Israel hat in den vergangenen Monaten bereits mehrfach militärische Ziele in Syrien angegriffen. Die Bombardierungen richten sich nach israelischen Angaben gegen die Militärinfrastruktur des Irans. Die Region um die Stadt Idlib im Nordwesten Syriens ist das letzte große Gebiet des Bürgerkriegslandes, das noch von Rebellen beherrscht wird. Dominiert werden diese von dem Al-Kaida-Ableger Haiat Tahrir al-Scham (HTS), der früheren Al-Nusra-Front. Syriens Regierung hat dort Truppen zusammengezogen und droht mit einem Angriff. Wegen der fast drei Millionen Zivilisten in der Region warnen Hilfsorganisationen vor einer neuen humanitären Katastrophe.

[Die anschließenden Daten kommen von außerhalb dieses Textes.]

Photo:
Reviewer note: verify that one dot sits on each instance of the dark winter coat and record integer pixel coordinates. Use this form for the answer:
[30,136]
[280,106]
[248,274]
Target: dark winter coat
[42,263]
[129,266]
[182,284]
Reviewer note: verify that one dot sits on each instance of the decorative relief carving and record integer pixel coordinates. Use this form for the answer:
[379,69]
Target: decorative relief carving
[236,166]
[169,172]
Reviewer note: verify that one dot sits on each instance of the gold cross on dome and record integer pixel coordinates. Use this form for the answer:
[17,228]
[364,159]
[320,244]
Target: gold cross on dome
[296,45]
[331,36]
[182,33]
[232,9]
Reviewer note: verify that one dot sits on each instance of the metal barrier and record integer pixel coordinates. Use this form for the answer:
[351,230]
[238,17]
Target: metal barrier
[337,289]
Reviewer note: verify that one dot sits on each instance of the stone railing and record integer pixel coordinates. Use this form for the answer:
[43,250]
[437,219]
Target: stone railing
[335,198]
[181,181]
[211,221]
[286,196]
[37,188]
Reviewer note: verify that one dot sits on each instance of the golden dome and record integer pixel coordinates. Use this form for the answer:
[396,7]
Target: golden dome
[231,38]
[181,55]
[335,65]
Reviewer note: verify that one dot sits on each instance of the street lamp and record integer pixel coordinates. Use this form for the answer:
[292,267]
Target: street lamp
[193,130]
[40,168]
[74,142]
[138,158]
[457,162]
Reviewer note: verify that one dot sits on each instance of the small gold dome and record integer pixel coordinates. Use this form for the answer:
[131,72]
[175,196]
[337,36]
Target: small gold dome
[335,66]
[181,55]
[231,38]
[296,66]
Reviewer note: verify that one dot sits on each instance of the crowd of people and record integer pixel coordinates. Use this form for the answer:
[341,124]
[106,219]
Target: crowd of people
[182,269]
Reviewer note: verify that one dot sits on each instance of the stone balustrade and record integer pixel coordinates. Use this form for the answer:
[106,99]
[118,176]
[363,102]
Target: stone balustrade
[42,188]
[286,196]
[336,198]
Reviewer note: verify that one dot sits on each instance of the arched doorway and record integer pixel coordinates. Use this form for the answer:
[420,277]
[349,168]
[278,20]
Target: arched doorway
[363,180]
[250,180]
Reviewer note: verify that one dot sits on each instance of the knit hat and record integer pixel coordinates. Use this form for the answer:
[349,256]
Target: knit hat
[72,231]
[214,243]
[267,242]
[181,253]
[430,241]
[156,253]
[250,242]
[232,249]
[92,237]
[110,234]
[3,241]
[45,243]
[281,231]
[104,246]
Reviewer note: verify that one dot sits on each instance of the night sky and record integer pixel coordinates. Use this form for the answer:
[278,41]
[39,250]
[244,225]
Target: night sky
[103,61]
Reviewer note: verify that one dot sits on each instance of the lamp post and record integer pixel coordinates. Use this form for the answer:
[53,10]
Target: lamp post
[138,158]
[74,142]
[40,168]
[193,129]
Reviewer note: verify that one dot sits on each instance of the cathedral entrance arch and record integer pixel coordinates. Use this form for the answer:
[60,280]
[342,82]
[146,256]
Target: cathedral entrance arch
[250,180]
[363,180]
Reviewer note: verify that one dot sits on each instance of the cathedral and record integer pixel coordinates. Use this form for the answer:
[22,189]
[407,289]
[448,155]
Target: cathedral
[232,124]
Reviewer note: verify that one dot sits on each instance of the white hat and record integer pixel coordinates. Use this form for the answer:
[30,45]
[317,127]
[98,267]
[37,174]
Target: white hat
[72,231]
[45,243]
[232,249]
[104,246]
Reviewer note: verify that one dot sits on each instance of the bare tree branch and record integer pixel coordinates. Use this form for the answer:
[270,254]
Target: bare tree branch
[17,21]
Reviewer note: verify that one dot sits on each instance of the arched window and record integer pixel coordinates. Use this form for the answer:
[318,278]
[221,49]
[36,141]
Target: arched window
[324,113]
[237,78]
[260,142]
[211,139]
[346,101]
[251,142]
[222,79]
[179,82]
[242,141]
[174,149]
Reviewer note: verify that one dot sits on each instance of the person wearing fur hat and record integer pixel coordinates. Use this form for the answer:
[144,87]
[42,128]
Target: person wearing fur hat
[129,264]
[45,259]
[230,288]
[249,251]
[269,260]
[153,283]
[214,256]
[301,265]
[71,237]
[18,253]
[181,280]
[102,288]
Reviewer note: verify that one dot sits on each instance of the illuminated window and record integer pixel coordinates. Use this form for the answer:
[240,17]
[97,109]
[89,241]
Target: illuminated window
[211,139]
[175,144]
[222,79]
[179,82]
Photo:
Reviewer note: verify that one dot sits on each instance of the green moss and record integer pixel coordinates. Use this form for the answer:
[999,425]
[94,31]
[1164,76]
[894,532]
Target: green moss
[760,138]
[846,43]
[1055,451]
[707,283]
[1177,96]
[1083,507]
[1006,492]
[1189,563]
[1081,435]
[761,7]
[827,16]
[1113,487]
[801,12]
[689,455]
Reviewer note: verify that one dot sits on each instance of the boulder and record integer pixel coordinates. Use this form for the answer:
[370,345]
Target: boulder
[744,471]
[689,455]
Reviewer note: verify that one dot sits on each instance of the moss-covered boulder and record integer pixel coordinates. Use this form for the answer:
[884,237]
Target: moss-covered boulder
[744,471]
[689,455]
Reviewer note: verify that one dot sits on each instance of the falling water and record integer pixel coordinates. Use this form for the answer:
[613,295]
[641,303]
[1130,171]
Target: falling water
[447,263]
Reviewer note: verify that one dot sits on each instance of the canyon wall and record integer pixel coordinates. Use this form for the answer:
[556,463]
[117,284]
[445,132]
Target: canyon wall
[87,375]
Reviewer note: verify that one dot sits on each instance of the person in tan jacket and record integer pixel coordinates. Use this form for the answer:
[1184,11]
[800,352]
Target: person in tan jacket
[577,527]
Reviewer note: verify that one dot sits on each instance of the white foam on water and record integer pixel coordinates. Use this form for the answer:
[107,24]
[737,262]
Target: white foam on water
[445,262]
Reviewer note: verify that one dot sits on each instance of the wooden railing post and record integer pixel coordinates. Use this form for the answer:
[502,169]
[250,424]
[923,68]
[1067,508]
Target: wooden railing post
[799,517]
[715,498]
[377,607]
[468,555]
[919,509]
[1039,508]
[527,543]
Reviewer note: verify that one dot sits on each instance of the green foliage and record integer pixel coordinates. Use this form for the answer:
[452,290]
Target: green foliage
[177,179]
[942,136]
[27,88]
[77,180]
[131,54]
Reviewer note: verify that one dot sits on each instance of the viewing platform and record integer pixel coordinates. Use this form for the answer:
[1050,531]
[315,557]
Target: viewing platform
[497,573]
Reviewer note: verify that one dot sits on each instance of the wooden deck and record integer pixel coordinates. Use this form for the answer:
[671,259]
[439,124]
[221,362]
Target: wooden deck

Türkei fürchtet Flüchtlingsdrama

Am kommenden Freitag wollen Russland und der Iran als Unterstützer der Regierung und die Türkei als Schutzmacht der Opposition über die Krise in Syrien beraten. Beobachter rechnen damit, dass sich dort das Schicksal Idlibs entscheiden könnte. Die türkische Armee hat in der Region zwölf Beobachtungsposten. Berichten syrischer Oppositionsmedien zufolge hatte Ankara mit der HTS-Miliz über deren Auflösung verhandelt, um so einen Angriff der syrischen Regierung abzuwenden. Die Türkei befürchtet bei einer syrischen Offensive einen neuen Flüchtlingsandrang auf ihre Grenzen.

Vor wenigen Tagen hatte die Regierung in Ankara die HTS-Miliz als Terrororganisation eingestuft, wie aus einer Mitteilung im türkischen Staatsanzeiger hervorgeht. Die Gruppe hat nach Angaben des UN-Syrienvermittler Staffan de Mistura rund 10.000 Kämpfer in der Region Idlib. HTS hat sich zwar nach eigenen Angaben von Al-Kaida losgesagt, wird aber von zahlreichen Regierungen noch als dessen syrischer Ableger angesehen.

Der Bürgerkrieg in Syrien tobt seit 2011. Wie viele Menschen seitdem getötet wurden, kann nur geschätzt werden; etwa eine halbe Million, bezifferten die Vereinten Nationen das Ausmaß 2016 - die Zahl dürfte seitdem gestiegen sein. Weit über zehn Millionen Menschen wurden durch den Krieg in die Flucht getrieben.